The United States Constitution, Art. IV § 1, provides that “Full Faith and Credit shall be given in each State to the public Acts, Records, and judicial Proceedings of every other State.” Karwacki argued that Wisconsin violated the clause by treating his military misdemeanor conviction as a state-law felony. The Court rejected this claim because a federal court martial is not a judicial proceeding of another state and the clause does not apply to federal judgments. (Slip op. at 2). Further, the court noted that the Full Faith and Credit Clause is designed to “ensure that judgments retain their primary effects,” but “does not prevent states from specifying domestic civil consequences of foreign judgments.” (Slip op. at p. 3).
As to Karwacki’s Second Amendment claims, the Court cited its decisions issued simultaneously in Prince and Watson rejecting claims that the federal statute prohibiting felons from possessing firearms (18 U.S.C. § 922(g)(1)) is facially unconstitutional. (Slip op. at 4). The Court also found Karwacki did not present a claim that Wis.
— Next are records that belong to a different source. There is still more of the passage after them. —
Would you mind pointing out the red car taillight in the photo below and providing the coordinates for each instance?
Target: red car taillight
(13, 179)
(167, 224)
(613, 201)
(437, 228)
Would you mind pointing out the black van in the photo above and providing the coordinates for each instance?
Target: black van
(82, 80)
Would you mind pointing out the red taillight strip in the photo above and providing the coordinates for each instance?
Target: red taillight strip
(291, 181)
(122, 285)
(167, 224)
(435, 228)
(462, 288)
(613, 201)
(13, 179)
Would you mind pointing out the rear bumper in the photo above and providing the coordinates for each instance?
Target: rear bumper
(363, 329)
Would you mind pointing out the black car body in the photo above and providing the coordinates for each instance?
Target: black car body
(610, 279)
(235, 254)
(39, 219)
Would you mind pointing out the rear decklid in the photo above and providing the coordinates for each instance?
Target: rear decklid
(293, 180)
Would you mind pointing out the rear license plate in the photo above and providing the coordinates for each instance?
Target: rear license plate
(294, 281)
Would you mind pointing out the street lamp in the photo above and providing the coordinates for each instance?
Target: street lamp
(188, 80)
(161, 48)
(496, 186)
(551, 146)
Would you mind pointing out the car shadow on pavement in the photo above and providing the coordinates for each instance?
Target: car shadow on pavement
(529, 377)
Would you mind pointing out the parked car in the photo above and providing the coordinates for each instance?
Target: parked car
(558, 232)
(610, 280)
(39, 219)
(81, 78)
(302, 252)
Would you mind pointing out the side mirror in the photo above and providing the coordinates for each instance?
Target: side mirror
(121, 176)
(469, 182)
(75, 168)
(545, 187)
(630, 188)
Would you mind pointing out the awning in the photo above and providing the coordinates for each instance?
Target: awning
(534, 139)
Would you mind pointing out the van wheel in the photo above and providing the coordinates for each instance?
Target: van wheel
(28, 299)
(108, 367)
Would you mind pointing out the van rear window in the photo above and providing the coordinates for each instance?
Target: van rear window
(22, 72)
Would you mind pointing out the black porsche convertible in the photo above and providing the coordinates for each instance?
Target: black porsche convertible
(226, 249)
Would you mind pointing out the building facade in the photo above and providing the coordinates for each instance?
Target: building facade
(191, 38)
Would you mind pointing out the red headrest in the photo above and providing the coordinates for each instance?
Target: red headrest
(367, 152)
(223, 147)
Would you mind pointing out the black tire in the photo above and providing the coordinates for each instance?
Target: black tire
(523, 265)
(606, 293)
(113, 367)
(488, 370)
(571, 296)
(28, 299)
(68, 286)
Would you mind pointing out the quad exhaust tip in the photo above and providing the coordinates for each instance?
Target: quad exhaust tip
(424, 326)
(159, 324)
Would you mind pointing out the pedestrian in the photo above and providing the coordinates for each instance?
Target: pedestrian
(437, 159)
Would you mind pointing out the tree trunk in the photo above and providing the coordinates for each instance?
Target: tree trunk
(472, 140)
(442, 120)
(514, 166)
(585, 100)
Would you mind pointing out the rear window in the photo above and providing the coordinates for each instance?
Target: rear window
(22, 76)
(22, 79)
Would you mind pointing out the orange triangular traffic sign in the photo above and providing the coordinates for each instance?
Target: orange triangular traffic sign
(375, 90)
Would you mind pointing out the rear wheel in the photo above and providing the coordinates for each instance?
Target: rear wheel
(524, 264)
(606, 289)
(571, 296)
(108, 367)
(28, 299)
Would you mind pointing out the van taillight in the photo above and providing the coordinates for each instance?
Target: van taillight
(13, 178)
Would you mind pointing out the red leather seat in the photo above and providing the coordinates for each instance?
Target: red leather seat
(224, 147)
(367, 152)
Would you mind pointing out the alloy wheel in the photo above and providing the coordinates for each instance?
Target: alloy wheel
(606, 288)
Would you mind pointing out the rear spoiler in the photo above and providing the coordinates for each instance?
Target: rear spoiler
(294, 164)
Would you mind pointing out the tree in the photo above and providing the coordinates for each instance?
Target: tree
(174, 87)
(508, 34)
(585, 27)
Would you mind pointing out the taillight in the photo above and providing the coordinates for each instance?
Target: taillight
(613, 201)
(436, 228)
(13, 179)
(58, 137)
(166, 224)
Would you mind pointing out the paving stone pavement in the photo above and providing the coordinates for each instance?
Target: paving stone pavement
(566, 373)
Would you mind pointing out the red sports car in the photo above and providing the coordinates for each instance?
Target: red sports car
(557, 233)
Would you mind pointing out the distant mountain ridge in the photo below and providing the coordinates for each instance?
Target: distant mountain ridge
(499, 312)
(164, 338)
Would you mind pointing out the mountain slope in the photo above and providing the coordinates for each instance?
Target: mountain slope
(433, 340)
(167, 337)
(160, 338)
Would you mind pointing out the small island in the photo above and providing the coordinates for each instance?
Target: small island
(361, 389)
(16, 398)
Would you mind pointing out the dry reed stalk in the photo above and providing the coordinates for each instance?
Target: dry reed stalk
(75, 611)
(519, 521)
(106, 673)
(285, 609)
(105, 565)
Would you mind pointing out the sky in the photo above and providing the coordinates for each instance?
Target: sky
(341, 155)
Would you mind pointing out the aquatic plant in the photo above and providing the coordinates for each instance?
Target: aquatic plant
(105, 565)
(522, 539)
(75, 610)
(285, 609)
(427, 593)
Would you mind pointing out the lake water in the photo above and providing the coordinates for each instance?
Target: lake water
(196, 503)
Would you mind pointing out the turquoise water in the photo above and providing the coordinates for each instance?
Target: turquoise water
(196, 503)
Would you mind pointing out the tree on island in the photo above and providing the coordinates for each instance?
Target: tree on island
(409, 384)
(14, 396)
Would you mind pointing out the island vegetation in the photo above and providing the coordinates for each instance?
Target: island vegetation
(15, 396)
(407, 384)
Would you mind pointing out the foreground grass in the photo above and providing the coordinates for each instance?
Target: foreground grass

Stat. § 941.29(1m)(b) is unconstitutional as applied to him because “the relation between drug distribution and firearm-related violence is too well established to call for elaboration.” (Slip op. at 4).
The Court noted that SCOTUS held in Rahimi that governments may “disarm individuals who present a credible threat to the physical safety of others.” The Court agreed with other circuits’ decisions rejecting as-applied challenges by those convicted of distributing drugs and, “as far as we can tell, none of the federal courts of appeals has accepted an as-applied challenge to § 922(g)(1) or a similar state law by a convicted distributor.” The Court considered it an “open question” whether any as-applied challenge to federal or state statutes attaching firearms restrictions to criminal convictions is “tenable . . . But if an as-applied challenge ever is possible, a person with a conviction for distributing unlawful drugs cannot be the beneficiary.” (Slip op. at 5).